Nas ruas de Montevidéu, uma surpresa: onde não havia semáforo, bastava tocar o pé na rua e todos os carros paravam para dar passagem.
Paramos para comer no McDonald´s. Ali seria fácil:

-- Por favor, o número um.

Mas a Juju queria sem picles; meu pai, com frango; e como se não bastasse a confusão, a atendente queria que escolhêssemos la salsa. Mais um desafio para nós.

No nosso último dia em Montevidéu, vimos na avenida principal o pôr do sol mais lindo da minha vida.

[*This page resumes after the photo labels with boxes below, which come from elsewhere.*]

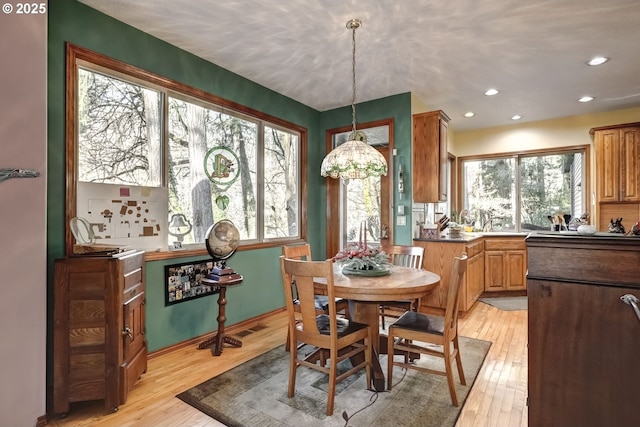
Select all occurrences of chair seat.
[390,311,444,335]
[316,314,367,337]
[293,295,344,311]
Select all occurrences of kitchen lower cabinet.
[53,251,147,414]
[484,236,527,292]
[526,233,640,427]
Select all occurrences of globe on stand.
[205,219,242,282]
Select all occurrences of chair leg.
[364,336,373,390]
[453,335,467,385]
[327,351,338,416]
[442,342,460,406]
[387,328,395,390]
[288,344,298,397]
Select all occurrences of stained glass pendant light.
[320,19,387,179]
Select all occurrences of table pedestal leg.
[349,301,386,391]
[198,286,242,356]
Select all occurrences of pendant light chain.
[351,23,360,134]
[320,19,387,180]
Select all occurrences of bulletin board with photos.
[165,260,220,306]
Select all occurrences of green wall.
[47,0,411,351]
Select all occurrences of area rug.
[480,297,527,311]
[177,337,491,427]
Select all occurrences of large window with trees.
[67,46,306,258]
[460,147,588,232]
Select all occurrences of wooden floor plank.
[49,302,527,427]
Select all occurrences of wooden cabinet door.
[505,251,527,291]
[619,127,640,202]
[528,279,640,427]
[594,129,620,202]
[484,251,507,291]
[122,292,146,363]
[412,110,449,203]
[461,252,484,311]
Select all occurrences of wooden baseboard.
[480,289,527,298]
[147,307,286,360]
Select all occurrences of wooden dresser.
[526,233,640,427]
[53,251,147,414]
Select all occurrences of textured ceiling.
[80,0,640,130]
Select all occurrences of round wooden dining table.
[316,264,440,391]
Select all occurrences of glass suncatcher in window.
[168,97,299,244]
[74,54,305,251]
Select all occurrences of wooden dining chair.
[387,253,467,406]
[380,245,424,329]
[280,255,372,415]
[282,243,349,351]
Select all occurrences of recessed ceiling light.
[587,56,609,65]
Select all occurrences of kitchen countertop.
[413,231,529,243]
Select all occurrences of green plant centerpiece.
[333,224,392,276]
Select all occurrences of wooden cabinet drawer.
[124,268,142,292]
[484,236,526,251]
[120,252,144,275]
[465,239,484,258]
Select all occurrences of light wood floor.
[49,302,527,427]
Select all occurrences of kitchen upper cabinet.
[591,123,640,202]
[484,237,527,292]
[527,233,640,427]
[412,110,450,203]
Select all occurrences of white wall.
[0,6,47,427]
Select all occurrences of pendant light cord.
[349,21,360,137]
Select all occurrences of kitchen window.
[460,147,589,232]
[67,47,306,251]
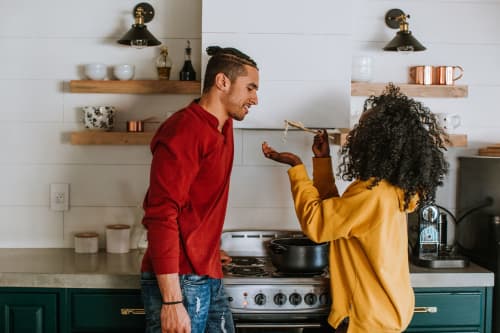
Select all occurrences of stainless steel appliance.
[456,156,500,333]
[221,230,333,333]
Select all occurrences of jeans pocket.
[179,274,210,286]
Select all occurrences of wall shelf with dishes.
[69,80,201,94]
[69,80,201,145]
[352,82,469,147]
[351,82,469,98]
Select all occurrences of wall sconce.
[384,9,426,52]
[118,2,161,49]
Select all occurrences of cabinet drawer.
[410,291,484,328]
[71,289,145,332]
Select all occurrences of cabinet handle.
[120,309,145,316]
[413,306,437,313]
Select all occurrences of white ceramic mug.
[436,113,462,131]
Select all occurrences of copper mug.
[410,65,434,85]
[434,66,464,85]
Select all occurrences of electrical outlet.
[50,184,69,211]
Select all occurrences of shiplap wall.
[0,0,500,247]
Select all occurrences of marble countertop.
[0,248,494,289]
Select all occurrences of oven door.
[234,313,335,333]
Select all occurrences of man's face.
[225,65,259,120]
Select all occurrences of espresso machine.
[412,203,469,268]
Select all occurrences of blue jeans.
[141,272,235,333]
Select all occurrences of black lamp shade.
[118,24,161,46]
[384,31,426,51]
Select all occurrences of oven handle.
[234,323,323,328]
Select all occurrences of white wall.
[0,0,500,247]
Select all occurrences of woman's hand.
[262,142,302,166]
[312,129,330,157]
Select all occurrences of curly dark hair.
[339,83,448,208]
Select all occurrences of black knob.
[274,293,286,305]
[304,293,318,305]
[288,293,302,305]
[254,293,266,305]
[319,293,329,305]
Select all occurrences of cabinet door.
[70,289,145,333]
[0,292,59,333]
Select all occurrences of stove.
[221,230,331,331]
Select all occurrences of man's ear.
[215,73,231,91]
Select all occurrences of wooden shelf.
[351,82,469,98]
[69,80,201,95]
[71,131,154,145]
[333,130,467,147]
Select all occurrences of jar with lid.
[156,46,172,80]
[179,41,196,81]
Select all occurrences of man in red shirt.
[141,47,259,333]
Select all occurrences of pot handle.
[269,243,288,254]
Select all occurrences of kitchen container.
[106,224,130,253]
[269,237,329,273]
[84,63,107,80]
[82,106,116,131]
[127,120,144,132]
[113,64,135,81]
[75,232,99,253]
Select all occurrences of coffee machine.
[412,203,469,268]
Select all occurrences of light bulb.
[130,39,148,49]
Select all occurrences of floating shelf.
[333,130,467,147]
[71,131,154,145]
[69,80,201,94]
[351,82,469,98]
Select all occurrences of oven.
[221,231,334,333]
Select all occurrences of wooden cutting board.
[479,143,500,157]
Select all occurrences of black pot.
[269,237,329,273]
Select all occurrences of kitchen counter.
[0,248,494,289]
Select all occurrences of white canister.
[75,232,99,253]
[106,224,130,253]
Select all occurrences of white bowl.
[113,64,135,80]
[82,106,116,131]
[85,63,106,80]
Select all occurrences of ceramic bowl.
[113,64,135,80]
[85,63,106,80]
[82,106,116,131]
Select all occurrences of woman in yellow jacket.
[262,84,448,333]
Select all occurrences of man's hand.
[262,142,302,167]
[160,303,191,333]
[312,129,330,157]
[220,250,233,266]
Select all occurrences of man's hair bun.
[207,46,222,56]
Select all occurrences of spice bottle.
[179,41,196,81]
[156,46,172,80]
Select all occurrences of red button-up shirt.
[141,102,234,278]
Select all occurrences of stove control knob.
[319,293,328,305]
[288,293,302,305]
[304,293,318,305]
[254,293,266,305]
[274,293,286,305]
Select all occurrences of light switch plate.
[50,183,69,211]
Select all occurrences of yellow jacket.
[288,158,417,333]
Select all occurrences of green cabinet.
[0,288,65,333]
[0,287,493,333]
[406,288,493,333]
[69,289,145,333]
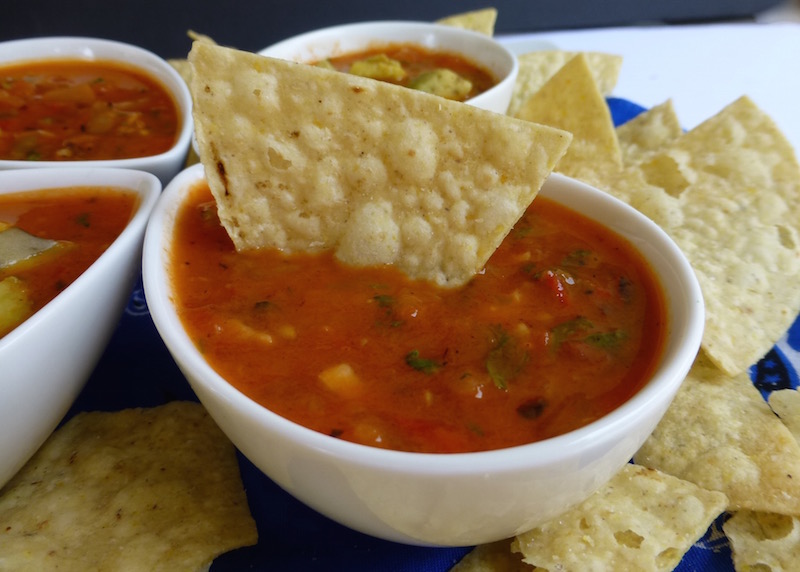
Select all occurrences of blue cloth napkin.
[67,98,800,572]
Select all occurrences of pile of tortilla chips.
[446,19,800,572]
[180,7,800,571]
[0,5,800,572]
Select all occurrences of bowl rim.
[0,167,162,350]
[257,20,519,107]
[0,36,194,169]
[143,165,705,475]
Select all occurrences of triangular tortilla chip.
[189,42,571,286]
[511,464,726,572]
[634,353,800,515]
[640,97,800,374]
[617,100,683,166]
[722,511,800,572]
[508,50,622,116]
[0,402,258,572]
[517,53,622,178]
[436,8,497,36]
[768,389,800,442]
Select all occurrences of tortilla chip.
[722,511,800,572]
[641,97,800,375]
[450,538,536,572]
[617,100,683,165]
[436,8,497,36]
[634,354,800,515]
[512,464,726,572]
[517,54,622,179]
[189,43,571,286]
[769,389,800,442]
[0,402,257,572]
[508,50,622,116]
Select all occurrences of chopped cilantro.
[561,248,594,266]
[486,326,530,389]
[550,316,593,348]
[583,330,628,350]
[406,350,442,374]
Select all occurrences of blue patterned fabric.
[67,98,800,572]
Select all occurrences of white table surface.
[499,22,800,155]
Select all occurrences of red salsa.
[0,187,139,337]
[316,44,497,101]
[171,185,666,453]
[0,60,181,161]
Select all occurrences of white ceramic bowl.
[0,168,161,487]
[259,21,519,113]
[0,37,193,185]
[143,166,704,545]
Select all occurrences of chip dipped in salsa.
[0,60,181,161]
[170,183,666,453]
[316,44,497,101]
[0,187,139,338]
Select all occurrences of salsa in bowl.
[0,168,161,486]
[144,163,703,545]
[259,21,518,113]
[0,37,192,183]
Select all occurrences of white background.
[499,21,800,155]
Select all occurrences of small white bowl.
[0,168,161,487]
[0,37,193,185]
[259,21,519,113]
[143,166,704,546]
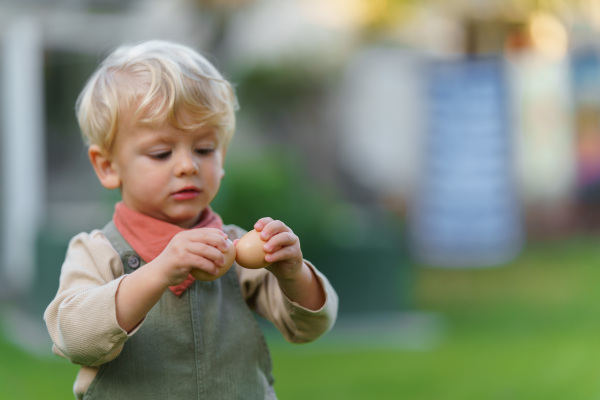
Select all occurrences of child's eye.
[150,151,171,160]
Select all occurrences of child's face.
[107,108,225,228]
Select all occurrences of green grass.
[273,238,600,400]
[0,238,600,400]
[0,324,77,400]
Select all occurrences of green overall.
[84,221,276,400]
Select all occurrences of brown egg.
[192,239,236,281]
[235,229,269,269]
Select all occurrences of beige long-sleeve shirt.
[44,225,338,398]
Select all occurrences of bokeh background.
[0,0,600,400]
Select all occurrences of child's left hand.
[254,217,304,279]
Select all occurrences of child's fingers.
[254,217,273,232]
[264,231,299,253]
[265,246,302,264]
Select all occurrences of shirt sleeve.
[228,228,338,343]
[44,230,139,366]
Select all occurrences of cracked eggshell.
[235,229,269,269]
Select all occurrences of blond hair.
[76,40,237,151]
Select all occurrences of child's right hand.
[153,228,228,286]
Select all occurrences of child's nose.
[175,154,198,176]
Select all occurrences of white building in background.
[0,0,588,291]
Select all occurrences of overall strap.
[102,220,146,273]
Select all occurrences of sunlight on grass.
[0,238,600,400]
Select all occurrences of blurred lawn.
[0,238,600,400]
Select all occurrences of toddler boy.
[44,41,338,400]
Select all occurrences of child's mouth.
[173,188,200,200]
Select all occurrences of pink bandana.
[113,202,223,296]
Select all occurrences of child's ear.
[88,144,121,189]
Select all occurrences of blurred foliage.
[212,147,346,252]
[232,61,327,118]
[212,147,412,313]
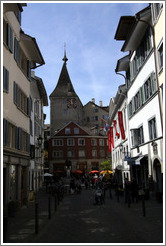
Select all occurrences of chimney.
[99,101,103,107]
[92,98,95,103]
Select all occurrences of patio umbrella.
[100,170,113,174]
[89,170,99,174]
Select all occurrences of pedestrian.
[131,178,138,203]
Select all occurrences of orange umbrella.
[100,170,113,174]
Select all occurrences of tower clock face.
[67,98,77,108]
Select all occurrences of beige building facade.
[3,3,44,211]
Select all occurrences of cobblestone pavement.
[3,185,165,245]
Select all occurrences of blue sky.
[21,1,149,124]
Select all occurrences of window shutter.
[18,127,22,150]
[13,81,17,105]
[150,72,157,94]
[7,24,13,53]
[141,85,145,104]
[132,97,135,114]
[14,38,19,62]
[15,127,19,149]
[139,88,143,107]
[27,97,31,117]
[26,133,30,153]
[130,62,134,81]
[27,61,31,79]
[3,119,8,146]
[127,104,131,119]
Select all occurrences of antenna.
[62,43,68,63]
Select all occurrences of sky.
[21,1,149,124]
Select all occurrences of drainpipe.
[136,15,163,137]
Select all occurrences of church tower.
[49,50,83,136]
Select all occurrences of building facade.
[3,3,44,208]
[49,122,108,175]
[29,71,48,199]
[49,53,83,136]
[115,5,163,200]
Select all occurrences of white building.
[108,84,130,187]
[29,71,48,199]
[115,6,163,202]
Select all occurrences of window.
[3,119,30,152]
[13,81,31,116]
[52,151,63,159]
[65,128,70,134]
[78,138,85,146]
[148,118,157,140]
[67,138,74,146]
[99,150,105,158]
[53,139,63,146]
[130,28,152,81]
[92,115,98,121]
[99,139,104,146]
[137,126,144,144]
[153,3,163,21]
[131,126,144,147]
[74,128,79,134]
[67,150,74,158]
[78,150,85,157]
[144,78,152,100]
[91,138,97,146]
[93,108,99,113]
[7,23,13,53]
[92,149,97,158]
[158,43,163,69]
[3,67,9,93]
[14,38,19,62]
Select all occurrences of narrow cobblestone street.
[7,188,163,243]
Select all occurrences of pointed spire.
[62,43,68,63]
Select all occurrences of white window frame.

Até hoje o guardo intacto na memória e na foto presa ao mural sobre a cama. Após o passeio voltamos ao hotel para fechar a conta. Alguma coisa realmente estava errada.

-- São 1.785 dólares.
-- Como? Vocês disseram que seria 85!
-- Por persona, señor.

A Juju disse:

-- Papai, a gente sifu!

Mas valeu a pena. Nessa viagem, tive doze dias para pensar e compartilhar experiências. Meus olhos fixos à janela da van observavam a paisagem que passava de modo vertiginoso. Aquela e tantas outras viagens que fizemos, e ainda viríamos a fazer, eram mais que passeios.
Nos passeios, vamos e voltamos os mesmos. Trazemos apenas fotos e lembranças. Mas naquela viagem ao sul meu pai nos transmitiu valores e solidificou nosso caráter. Hoje ele tem 60 anos; eu, 22; e a Juju, 17. As relações entre nós se mantêm belas e inabaláveis.